1. Clean the grill entirely—take out the grill grate, the burners and the grease trap. Check your manufacturer’s directions for the best way to do this.
2. Clean the grill grates to keep food from sticking. If you have a stainless steel or cast iron grate, preheat the grill and simply scrape with a wire brush. You can also place a piece of aluminum foil on top of the grate, turn the grill to medium, and close the lid. After 5 minutes, anything on the grate will burn off or scrape off easily with a wire brush.
3. When heating up your grill, leave the vents open; this actually creates higher temperatures because fire needs oxygen to burn. Be sure to close up the vents for actual grilling,
4. Know how hot your grill is. To determine the approximate temperature of your grill, carefully place your hand, palm side down, five inches above the grate and count the seconds you can comfortably hold your hand there.— 2 or less: high (at least 450°)
— 3-4: medium-high (400°)
— 5-6: medium (350°)
— 7-8: medium-low (300°)
5. Use tongs instead of a fork to turn foods. When grilling meat is punctured, the escaped juices from the meat could cause a flare-up (and you don’t want your hand three inches away when that happens!).
6. Resist the urge to press down on burgers while they’re grilling. By not pressing down on the burgers, you’ll keep all the juices inside.
7. If you’re grilling over charcoal, keep a spray bottle with water handy. A squirt or two directly on the coals should tame any flame.

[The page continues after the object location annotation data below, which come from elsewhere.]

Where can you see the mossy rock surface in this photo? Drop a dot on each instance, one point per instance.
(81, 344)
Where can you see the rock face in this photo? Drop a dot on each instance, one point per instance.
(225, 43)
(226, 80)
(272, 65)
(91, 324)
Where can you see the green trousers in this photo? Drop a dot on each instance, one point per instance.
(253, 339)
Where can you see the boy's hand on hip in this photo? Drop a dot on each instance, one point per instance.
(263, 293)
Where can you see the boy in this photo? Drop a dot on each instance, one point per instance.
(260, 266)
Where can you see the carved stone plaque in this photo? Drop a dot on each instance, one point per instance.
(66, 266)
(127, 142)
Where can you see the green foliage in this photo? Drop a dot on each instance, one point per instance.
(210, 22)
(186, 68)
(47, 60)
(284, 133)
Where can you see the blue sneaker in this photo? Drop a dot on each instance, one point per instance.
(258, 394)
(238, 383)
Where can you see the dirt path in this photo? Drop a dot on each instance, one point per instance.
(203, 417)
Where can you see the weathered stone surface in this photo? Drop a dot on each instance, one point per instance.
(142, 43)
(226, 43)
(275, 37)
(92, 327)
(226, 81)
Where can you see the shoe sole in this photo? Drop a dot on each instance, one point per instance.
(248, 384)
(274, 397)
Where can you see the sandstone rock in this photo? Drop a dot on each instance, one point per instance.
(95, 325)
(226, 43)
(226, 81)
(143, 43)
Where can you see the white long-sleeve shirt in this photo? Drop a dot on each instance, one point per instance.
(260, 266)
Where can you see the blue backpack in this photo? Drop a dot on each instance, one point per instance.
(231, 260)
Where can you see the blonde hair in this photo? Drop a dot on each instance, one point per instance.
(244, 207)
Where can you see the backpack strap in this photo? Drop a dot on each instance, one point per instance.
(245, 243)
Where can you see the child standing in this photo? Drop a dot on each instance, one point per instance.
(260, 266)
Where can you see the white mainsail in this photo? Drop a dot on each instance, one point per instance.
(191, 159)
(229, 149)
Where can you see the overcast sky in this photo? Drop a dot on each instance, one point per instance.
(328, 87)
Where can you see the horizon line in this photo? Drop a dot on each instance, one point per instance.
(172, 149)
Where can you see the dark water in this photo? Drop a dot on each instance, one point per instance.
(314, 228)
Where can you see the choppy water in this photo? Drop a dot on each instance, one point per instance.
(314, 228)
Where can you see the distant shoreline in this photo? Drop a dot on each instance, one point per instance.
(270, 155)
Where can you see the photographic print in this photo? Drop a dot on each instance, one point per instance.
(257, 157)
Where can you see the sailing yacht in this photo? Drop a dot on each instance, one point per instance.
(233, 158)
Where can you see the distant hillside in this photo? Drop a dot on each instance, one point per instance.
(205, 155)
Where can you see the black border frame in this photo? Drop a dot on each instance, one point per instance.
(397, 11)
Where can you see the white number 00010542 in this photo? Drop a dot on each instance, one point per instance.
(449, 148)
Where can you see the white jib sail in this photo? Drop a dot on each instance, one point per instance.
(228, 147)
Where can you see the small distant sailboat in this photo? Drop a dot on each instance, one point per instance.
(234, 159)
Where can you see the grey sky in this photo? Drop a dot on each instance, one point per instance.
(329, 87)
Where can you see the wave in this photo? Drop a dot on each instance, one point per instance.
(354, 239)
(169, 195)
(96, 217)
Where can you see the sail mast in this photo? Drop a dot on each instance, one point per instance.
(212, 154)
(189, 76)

8. Be food safe! Four smart ways to avoid cross contamination from raw to cooked food when grilling:— Be sure to have a clean serving platter for cooked food at-the-ready—don’t use the one you used for carrying raw food out to the grill. — Discard used marinade or always bring to a full rolling boil for at least one minute before using it to baste or as a sauce. — Baste food only after it has been flipped once; this way if you’re basting with something like a sweet BBQ sauce, it won’t burn. — Always marinate raw meat, poultry and seafood separately from produce.
9. Be sure to let meat and fish develop a seared crust before you try to flip them. Otherwise, you risk the food sticking to the grill and falling apart.
10. Try using unexpected ingredients—a quick turn on the grill gives items like leafy romaine hearts, pineapple slices, halved fresh peaches and avocados a great smoky flavor!